FCF: Isn’t it odd that the state allows a sanction body to regulate kickboxing rather than the commission?

CS: It’s certainly unique. It all came about when the New York state government passed a law that made professional MMA illegal. The wording of the law accidentally made kickboxing illegal as well. The solution that the state granted was that kickboxing could continue if sanctioned by an organization that was on their approved list. Unfortunately, the list was ancient. None of the organizations were active in America and NY refused to amend the list. WKA still existed in England; Brian Crenshaw from Virginia was made president of WKA USA and has regulated kickboxing in NY ever since.

FCF: What do you think about the continued ban on MMA in NY?

CS: I think that I share the sentiments of everyone when I say that it is beyond absurd. There is no rational reason at this point. Certainly the public has spoken in this regard and I can’t see it lasting much longer.

FCF: Why do you think that the ban has lasted as long as it has?

CS: Well, I can only say that there are obviously competing agendas that have nothing to do with the normal regulatory issues of safety and fairness, nor do they address the best interests of the public. Let’s just leave it at that.

FCF: I saw recently that GLORY has announced some type of cooperative relationship with WKA?

CS: With WKA USA. Yes. (GLORY matchmaker) Eric Haycraft and Brian asked me to write a set of GLORY amateur kickboxing rules, so that WKA USA could contribute to the development of young talent in a grass-roots effort. One of the best things about a project the magnitude of GLORY is that it helps to create collaboration.

FCF: So what’s on the horizon for GLORY?

CS: Well GLORY 10 will be in Los Angeles on September 28th and GLORY 11 in Chicago on October 12th. Both events will be internationally televised featuring some of the world’s very best fighters.

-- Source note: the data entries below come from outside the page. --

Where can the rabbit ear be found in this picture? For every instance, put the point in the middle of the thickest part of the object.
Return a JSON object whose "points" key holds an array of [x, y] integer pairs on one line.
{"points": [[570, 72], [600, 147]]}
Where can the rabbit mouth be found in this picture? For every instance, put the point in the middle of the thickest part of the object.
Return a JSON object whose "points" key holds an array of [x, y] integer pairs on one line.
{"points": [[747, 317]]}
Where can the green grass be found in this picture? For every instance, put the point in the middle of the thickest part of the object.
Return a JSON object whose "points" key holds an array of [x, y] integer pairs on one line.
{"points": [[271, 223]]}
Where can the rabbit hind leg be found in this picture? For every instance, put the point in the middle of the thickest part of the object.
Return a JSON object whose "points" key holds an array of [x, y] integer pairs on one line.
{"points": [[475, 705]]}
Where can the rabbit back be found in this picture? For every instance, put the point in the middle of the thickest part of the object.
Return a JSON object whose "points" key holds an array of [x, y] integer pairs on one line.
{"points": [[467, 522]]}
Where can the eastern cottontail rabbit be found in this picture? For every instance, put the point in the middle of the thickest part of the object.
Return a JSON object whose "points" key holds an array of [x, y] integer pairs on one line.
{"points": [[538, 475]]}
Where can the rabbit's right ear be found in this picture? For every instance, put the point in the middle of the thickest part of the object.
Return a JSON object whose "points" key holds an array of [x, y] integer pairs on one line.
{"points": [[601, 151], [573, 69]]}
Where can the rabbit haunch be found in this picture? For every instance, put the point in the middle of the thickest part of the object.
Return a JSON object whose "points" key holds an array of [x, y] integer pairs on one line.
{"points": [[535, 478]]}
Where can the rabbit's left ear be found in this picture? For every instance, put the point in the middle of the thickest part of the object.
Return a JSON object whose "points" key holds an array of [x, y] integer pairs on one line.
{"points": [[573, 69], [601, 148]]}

FCF: Anything else you’d like to add?

CS: GLORY kickboxing is what I like to call FFF (Fan Friendly Fighting). Dynamic punches, kicks and knees; clinching only to strike; no holding and no stalling. This style reflects GLORY’s vision to provide our fans with the most exciting combat sports format in the industry; fast, furious and thrilling. I am excited for the future and very proud to be able to contribute and have ISKA support this project.